Eine Existenzgründung ist die Umsetzung einer selbstständigen Tätigkeit im Kontext der Gründung eines Unternehmens. Sie findet entweder als Alternative zu einem Arbeitsverhältnis in Festanstellung oder zusätzlich im Sinne eines Nebenerwerbs statt. Die Existenzgründung erfolgt durch die Anmeldung eines Gewerbes beim Gewerbeamt. Personen, die als Selbstständige in einem freien Beruf tätig werden möchten, unterliegen nicht der Gewerbeordnung und müssen sich entsprechend bei ihrem zuständigen Finanzamt anmelden.

Staatliche Förderung

Eine staatliche Förderung unterstützt den Existenzgründer bei der Realisierung seines Vorhabens. Um in den Genuss zu kommen, muss eine detailliert ausgearbeitete Planung der Geschäftsidee vorliegen. Ein kostenloser Businessplan bietet als Vorlage Anhaltspunkte für das Erstellen einer umfassenden Konzeption. Anhand verschiedener Module, darunter die Form des Unternehmens, Branche und Standort, eventuell geplantes Personal und dessen Aufgaben werden die inhaltlichen Bereiche des Unternehmens dargestellt. Es gilt zu berücksichtigen, dass ein Businessplan im Wesentlichen Orientierungshilfe zur Strukturierung der Geschäftsidee bietet. Hinsichtlich der spezifischen Details sollte, insbesondere bei umsatzrelevanten Gründungen, zusätzlich eine ausführliche Beratung, beispielsweise durch einen Unternehmensberater, in Anspruch genommen werden, um auf der sicheren Seite zu sein.

bueroDer Businessplan

Generell ist nicht nur die Schlüssigkeit des Businessplans zu klären, sondern auch die grundsätzliche Frage, ob die Geschäftsidee am Markt erfolgreich sein kann. Eine Marktanalyse hilft, die Erfolgsaussichten im Vorhinein einzuschätzen.

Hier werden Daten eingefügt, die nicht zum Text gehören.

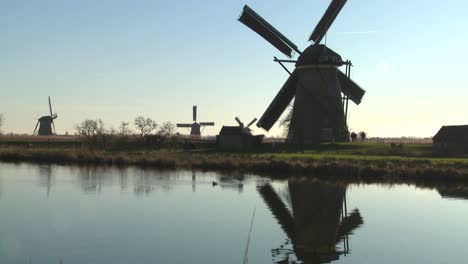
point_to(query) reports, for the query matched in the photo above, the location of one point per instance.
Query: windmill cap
(319, 55)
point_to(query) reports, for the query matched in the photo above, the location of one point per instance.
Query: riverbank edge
(356, 169)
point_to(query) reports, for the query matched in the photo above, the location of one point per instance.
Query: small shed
(237, 138)
(451, 140)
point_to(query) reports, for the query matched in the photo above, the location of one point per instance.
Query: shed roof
(452, 133)
(231, 130)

Eine bekannte staatliche Förderung wird durch die Agentur für Arbeit ermöglicht. Im Anschluss an die Leistungen von ALG 1 bietet die Agentur für den Zeitraum von neun Monaten einen sogenannten Gründungszuschuss, der in gleicher Höhe wie die bisherigen Leistungen gewährt wird. Für den Personenkreis, der vor der Existenzgründung Leistungen gemäß ALG 2 bezogen hat, steht ein Zuschuss von mindestens 50 Prozent der bisherigen Leistungen für den Zeitraum von wenigstens sechs Monaten zur Verfügung. Für beide Zuschüsse ist eine Stellungnahme von fachkundiger Seite im Sinne eines Gutachtens vorzulegen, aus der hervorgeht, dass zukünftig der Lebensunterhalt mit der Geschäftsidee bestritten werden kann.

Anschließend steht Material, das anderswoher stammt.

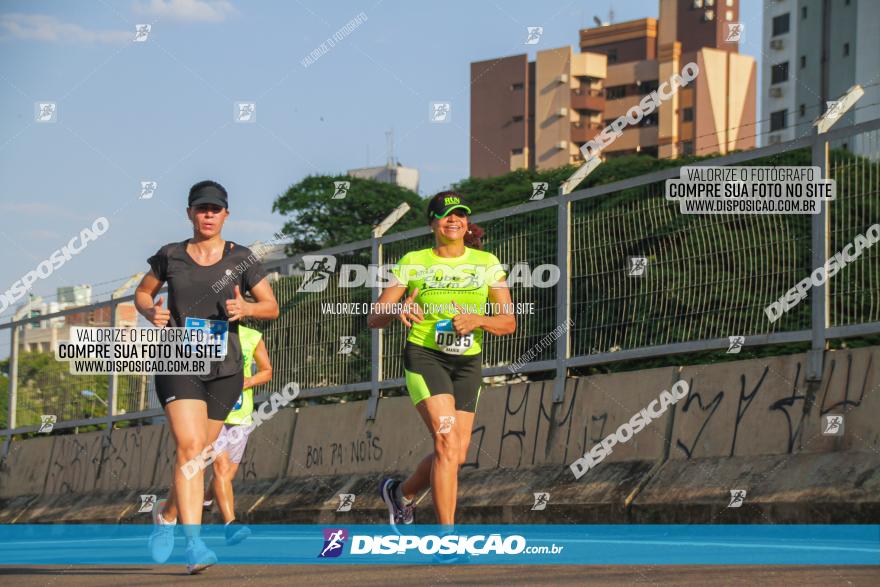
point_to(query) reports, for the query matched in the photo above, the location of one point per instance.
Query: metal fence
(708, 277)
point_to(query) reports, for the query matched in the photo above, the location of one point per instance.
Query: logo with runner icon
(334, 541)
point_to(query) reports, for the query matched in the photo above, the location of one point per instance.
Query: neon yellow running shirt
(244, 407)
(441, 281)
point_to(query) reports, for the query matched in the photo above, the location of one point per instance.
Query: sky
(163, 110)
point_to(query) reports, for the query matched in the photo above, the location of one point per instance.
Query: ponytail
(474, 237)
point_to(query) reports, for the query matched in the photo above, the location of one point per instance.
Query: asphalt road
(385, 575)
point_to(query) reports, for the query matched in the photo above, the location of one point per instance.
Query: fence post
(819, 236)
(563, 261)
(114, 381)
(13, 386)
(375, 337)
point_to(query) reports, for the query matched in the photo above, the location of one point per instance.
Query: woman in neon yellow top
(447, 288)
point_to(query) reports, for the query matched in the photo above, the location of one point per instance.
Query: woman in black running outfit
(196, 406)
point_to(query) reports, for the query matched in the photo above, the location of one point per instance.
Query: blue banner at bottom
(88, 544)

Existenzgründer, die im Anschluss an eine Festanstellung in die Selbstständigkeit wechseln möchten, sind mit der KfW Bank (Kreditanstalt für Wiederaufbau) gut beraten. Das Kreditinstitut untersteht der Beaufsichtigung durch das Bundesfinanzministerium und bietet eine staatliche Förderung in Form eines Startgeldes für neu einzurichtende Unternehmen. Das Darlehen ist zweckgebunden und dient der Anschaffung der benötigten Ausstattung und betrieblichen Mittel. Die Förderung durch die KfW Bank wird sowohl für Vollzeitunternehmen als auch für nebenberufliche Existenzgründungen gewährt, sofern für diese eine mindestens fünfzehnstündige wöchentliche Arbeitszeit investiert wird.

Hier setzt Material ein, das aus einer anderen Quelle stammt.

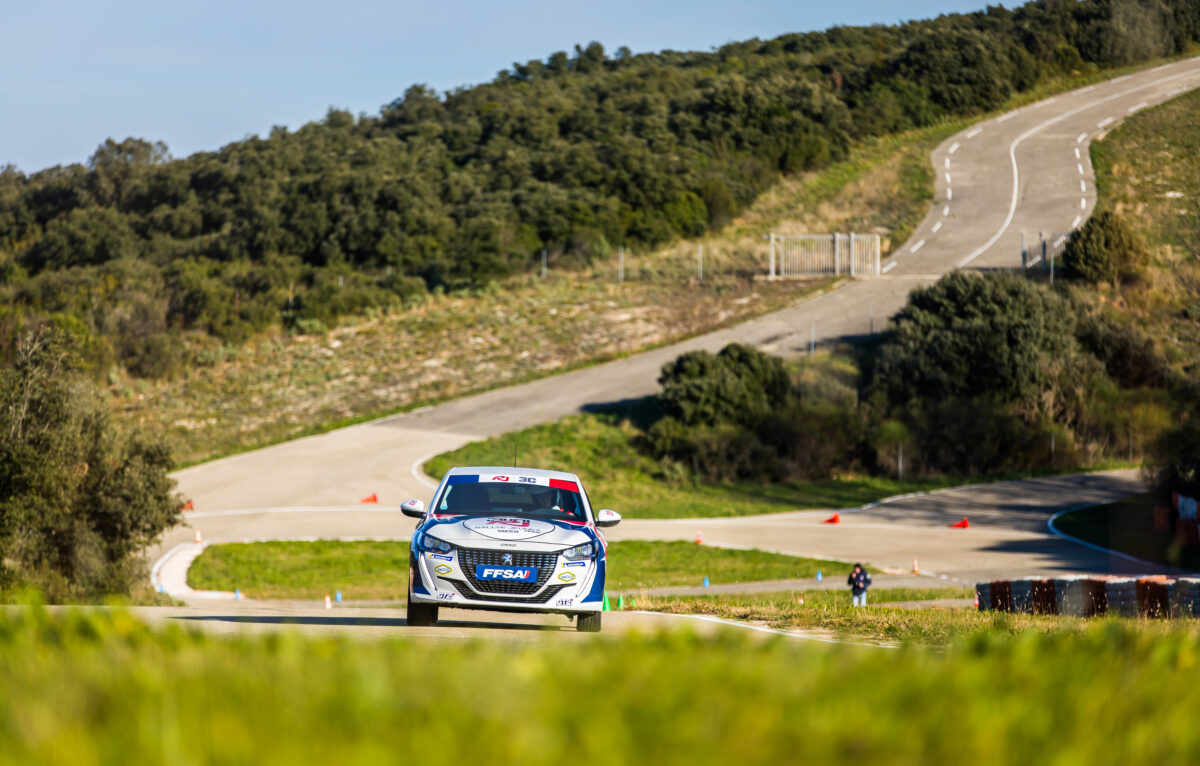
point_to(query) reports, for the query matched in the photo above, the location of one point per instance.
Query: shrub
(1105, 250)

Lesen Sie in diesem Artikel die 7 Schritte zur Existenzgründung

Als finanzielle Absicherung wird für Existenzgründer der Abschluss einer Lebensversicherung empfohlen. Darüber hinaus gehören mindestens die Krankenversicherung, eine Berufsunfähigkeitsversicherung und die Betriebshaftpflichtversicherung zu den unabdingbaren Absicherungen.